"The most surprising effect, and one which has aroused the curiosity of an immense number of people, is a kind of frieze of all kinds of colours extending along the wall of the dormitory and just above the doors.

"The depth of this frieze is about two feet; its length is almost equal to that of the dormitory; the designs upon it are of flames darting up and down from a kind of wide band which occupies the centre of the frieze throughout its length.

"I have had a portion of this frieze copied, so as to give the reader an idea of it, but it must be admitted that it is difficult to suggest the variety of nuances in the original. Some people declare that in the midst of all the colours in the flames, faces of men may be descried as well as of marmosets and demons; but those who are less richly endowed with imagination can see nothing of all this."

On p. 274 is a copy of the design by P. Lamy.

At this period, physicists were of the belief that lightning was "an exhalation of nitre and sulphur, " acting something after the fashion of powder, and able to burn up or throw over everything encountered on its route. In this girdle traced by the lightning, the author sees a scattering of all the constituents of the brass wire, transformed into all kinds of colours due to the dilation of the copper, melted and vaporized over the width of two feet, the colours, in which yellow predominates, varying according to the thickness and the inequalities of the "projection."

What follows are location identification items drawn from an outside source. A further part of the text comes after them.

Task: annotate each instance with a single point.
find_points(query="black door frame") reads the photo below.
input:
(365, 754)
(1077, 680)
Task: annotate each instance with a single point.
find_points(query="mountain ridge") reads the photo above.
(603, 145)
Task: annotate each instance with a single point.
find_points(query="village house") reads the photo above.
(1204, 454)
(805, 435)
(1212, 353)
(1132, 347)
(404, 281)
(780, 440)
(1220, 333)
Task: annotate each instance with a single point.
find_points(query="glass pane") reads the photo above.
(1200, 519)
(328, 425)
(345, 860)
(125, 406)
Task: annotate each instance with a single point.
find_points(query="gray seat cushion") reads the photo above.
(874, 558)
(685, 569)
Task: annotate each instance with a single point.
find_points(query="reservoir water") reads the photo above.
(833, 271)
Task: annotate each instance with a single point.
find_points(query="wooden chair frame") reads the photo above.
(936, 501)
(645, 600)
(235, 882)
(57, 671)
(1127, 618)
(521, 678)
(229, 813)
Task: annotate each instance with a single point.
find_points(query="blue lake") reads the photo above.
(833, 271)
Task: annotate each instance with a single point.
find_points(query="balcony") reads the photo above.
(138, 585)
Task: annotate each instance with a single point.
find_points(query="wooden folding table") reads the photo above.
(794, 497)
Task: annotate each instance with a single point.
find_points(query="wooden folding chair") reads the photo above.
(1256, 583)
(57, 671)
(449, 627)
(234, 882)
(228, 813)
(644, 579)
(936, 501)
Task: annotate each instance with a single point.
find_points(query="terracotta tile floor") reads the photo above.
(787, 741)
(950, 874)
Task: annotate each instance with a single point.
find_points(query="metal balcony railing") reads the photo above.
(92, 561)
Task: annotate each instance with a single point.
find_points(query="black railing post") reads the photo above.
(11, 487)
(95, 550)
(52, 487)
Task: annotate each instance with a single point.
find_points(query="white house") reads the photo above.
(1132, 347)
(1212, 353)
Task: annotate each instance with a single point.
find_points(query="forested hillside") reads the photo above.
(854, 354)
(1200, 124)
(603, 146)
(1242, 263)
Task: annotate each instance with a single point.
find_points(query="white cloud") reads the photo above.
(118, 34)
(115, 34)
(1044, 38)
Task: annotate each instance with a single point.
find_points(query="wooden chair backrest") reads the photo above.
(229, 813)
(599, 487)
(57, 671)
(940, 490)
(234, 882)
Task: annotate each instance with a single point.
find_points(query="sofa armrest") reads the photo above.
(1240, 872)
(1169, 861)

The second case examined into by P. Lamy, was that of what happened in the church of Sauveur at Lagny, when it was struck by lightning on July 18, 1689. This is one of the most astounding in the entire history of the subject. Let us see what our author has to tell us:—

"If we were to look for some excuse for the strangeness and diversity of the people's sayings and doings in connection with the Lagny case of lightning, we should assuredly find it in the extraordinary nature of the case itself.

"For what would naturally be the effect upon minds accustomed to see mysteries in the most transparently natural events, minds whose philosophy never goes beyond the senses, when they learn—

"1. That the lightning had not only descended upon the clock-tower of the church, and carried off the slates from its roof, but had struck and overthrown nearly fifty persons inside the edifice, and wrought great havoc on the high altar.